Language hints available, but no exact profile language	Uses the first supported language hint.
No supported profile or hint language	Uses the Cartesia plugin’s Spoken Language setting.
No valid configured language	Defaults to English and sends `language=en`.

Cartesia does not advertise TypeWhisper’s translation capability. If an older local setting still contains an English translation flag, the plugin ignores it and continues sending the resolved spoken-language code.

Sources: Cartesia batch Speech-to-Text, Cartesia plugin source

Supported Recognition Languages

The plugin exposes Cartesia’s ink-whisper language list in TypeWhisper, including English (en), German (de), Russian (ru), Spanish (es), French (fr), Japanese (ja), Portuguese (pt), Ukrainian (uk), Chinese (zh), and many more.

Use an explicit spoken language when you know the audio language. It avoids relying on provider defaults and makes multilingual profiles more predictable.

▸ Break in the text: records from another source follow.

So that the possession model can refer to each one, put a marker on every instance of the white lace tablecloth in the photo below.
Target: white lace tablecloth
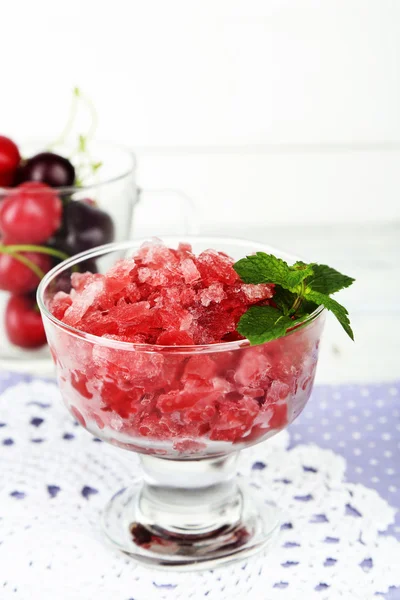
(338, 495)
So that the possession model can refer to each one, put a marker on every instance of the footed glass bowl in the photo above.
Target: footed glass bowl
(188, 411)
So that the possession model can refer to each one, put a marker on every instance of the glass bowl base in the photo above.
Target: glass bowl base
(214, 534)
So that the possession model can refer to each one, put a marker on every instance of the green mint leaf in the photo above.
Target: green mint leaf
(266, 268)
(264, 323)
(337, 309)
(284, 299)
(327, 280)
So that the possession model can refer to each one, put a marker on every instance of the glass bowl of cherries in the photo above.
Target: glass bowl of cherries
(54, 204)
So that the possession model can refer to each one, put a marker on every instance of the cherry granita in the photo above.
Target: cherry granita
(184, 382)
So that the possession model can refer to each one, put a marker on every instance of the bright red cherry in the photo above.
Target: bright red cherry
(9, 161)
(30, 214)
(17, 278)
(23, 323)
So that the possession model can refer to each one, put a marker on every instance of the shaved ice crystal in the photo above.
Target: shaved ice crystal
(161, 296)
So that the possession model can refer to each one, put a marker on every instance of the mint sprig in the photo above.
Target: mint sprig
(299, 290)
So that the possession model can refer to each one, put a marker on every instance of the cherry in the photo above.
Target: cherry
(23, 323)
(18, 278)
(9, 161)
(31, 214)
(85, 227)
(50, 168)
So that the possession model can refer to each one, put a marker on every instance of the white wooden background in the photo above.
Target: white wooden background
(279, 118)
(268, 111)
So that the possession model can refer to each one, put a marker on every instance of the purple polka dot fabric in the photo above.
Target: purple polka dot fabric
(360, 422)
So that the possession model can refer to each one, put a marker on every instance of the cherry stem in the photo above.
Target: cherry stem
(14, 250)
(30, 264)
(11, 249)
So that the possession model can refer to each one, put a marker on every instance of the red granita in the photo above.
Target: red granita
(193, 383)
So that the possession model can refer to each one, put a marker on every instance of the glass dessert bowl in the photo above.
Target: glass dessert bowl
(186, 409)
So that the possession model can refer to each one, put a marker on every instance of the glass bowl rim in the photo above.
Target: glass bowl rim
(72, 189)
(154, 348)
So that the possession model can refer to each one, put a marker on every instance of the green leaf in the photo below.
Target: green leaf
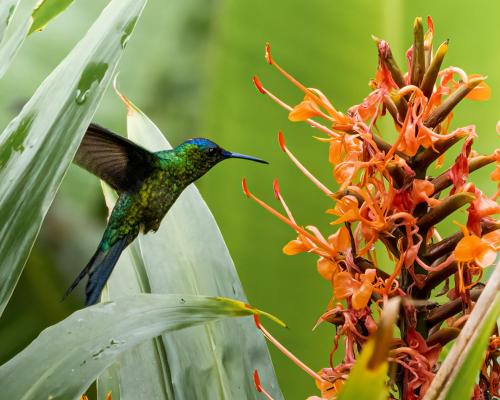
(45, 11)
(67, 357)
(11, 41)
(364, 382)
(188, 255)
(459, 371)
(367, 379)
(468, 370)
(38, 145)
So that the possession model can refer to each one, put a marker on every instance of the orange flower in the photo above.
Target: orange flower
(478, 250)
(359, 290)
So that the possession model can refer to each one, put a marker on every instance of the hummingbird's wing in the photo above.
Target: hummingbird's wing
(116, 160)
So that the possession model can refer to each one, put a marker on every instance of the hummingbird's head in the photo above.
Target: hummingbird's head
(206, 153)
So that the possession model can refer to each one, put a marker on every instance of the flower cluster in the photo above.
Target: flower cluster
(385, 194)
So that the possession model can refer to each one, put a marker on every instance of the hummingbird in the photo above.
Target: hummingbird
(148, 185)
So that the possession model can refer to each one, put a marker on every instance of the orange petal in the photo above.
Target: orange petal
(343, 285)
(295, 247)
(327, 268)
(304, 110)
(492, 238)
(361, 296)
(466, 248)
(486, 257)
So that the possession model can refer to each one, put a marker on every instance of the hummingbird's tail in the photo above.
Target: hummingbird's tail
(99, 270)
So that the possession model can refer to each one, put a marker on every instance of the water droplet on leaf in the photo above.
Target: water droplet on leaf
(91, 76)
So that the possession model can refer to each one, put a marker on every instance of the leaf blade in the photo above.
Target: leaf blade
(188, 255)
(66, 358)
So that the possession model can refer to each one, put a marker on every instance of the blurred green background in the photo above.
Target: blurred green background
(189, 66)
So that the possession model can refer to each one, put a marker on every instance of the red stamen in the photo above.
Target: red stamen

Sources: Cartesia batch Speech-to-Text

Short and Long Audio Behavior

Cartesia’s batch STT endpoint accepts audio files directly and documents that long files do not need to be manually split; their service chunks long audio server-side. The current TypeWhisper plugin therefore uses the same batch REST request for both short and longer recordings.

Recording	TypeWhisper behavior	Cartesia flow
Short clips	Sends one multipart `/stt` request.	Upload WAV audio, `model=ink-whisper`, selected `language`, word timestamps.
Longer clips	Sends the same multipart `/stt` request.	Cartesia handles chunking on the server side.

There is no separate async upload, task polling, or result download flow in the Cartesia plugin.

Sources: Cartesia batch Speech-to-Text

Text-to-Speech

The plugin uses Cartesia’s /tts/bytes endpoint with sonic-3.5 and requests raw pcm_s16le audio at 44.1 kHz for playback.

Setting	What it controls
Text-to-Speech Voice	Selects a voice from Cartesia’s voice list after the plugin refreshes available voices.
Refresh	Fetches up to 100 Cartesia voices available to your account and stores the fetched list locally.
Custom Voice ID	Lets you paste a voice ID manually when the voice is not in the fetched list yet.
Language	TypeWhisper passes a TTS language when the request or selected voice provides one that Cartesia supports.

Sources: Cartesia Text-to-Speech Bytes, Cartesia Sonic 3.5

Configuration

API Key - Paste a standard Cartesia API key. TypeWhisper validates it against Cartesia’s voices endpoint and stores it through plugin secret storage.
Remove - Clears the stored Cartesia API key from TypeWhisper.
Spoken Language - Select the source audio language for STT.
Text-to-Speech Voice - Pick a fetched Cartesia voice or use the built-in default voice.
Refresh - Fetches the current Cartesia voice list available to your account.
Custom Voice ID - Uses a manually pasted Cartesia voice ID for TTS.

Setup

Create a Cartesia account and generate a standard API key.
Open TypeWhisper Settings > Plugins.
Find Cartesia and click Configure.
Paste the API key and wait for validation.
Choose the Spoken Language that matches your source audio.
Click Refresh if you want TypeWhisper to fetch the voices available to your Cartesia account.
Select a Text-to-Speech Voice or paste a Custom Voice ID.
Select Cartesia as your transcription or text-to-speech provider in Settings or in a profile.

Notes

The plugin is cloud-only and sends audio or text to Cartesia; use a local engine when content must stay on device.
Cartesia rate limits, billing, and available voices are controlled by your Cartesia account.
The public 1.0.0 release requires TypeWhisper host version 1.4.0 or newer, SDK compatibility v1, and macOS 14.0 or newer.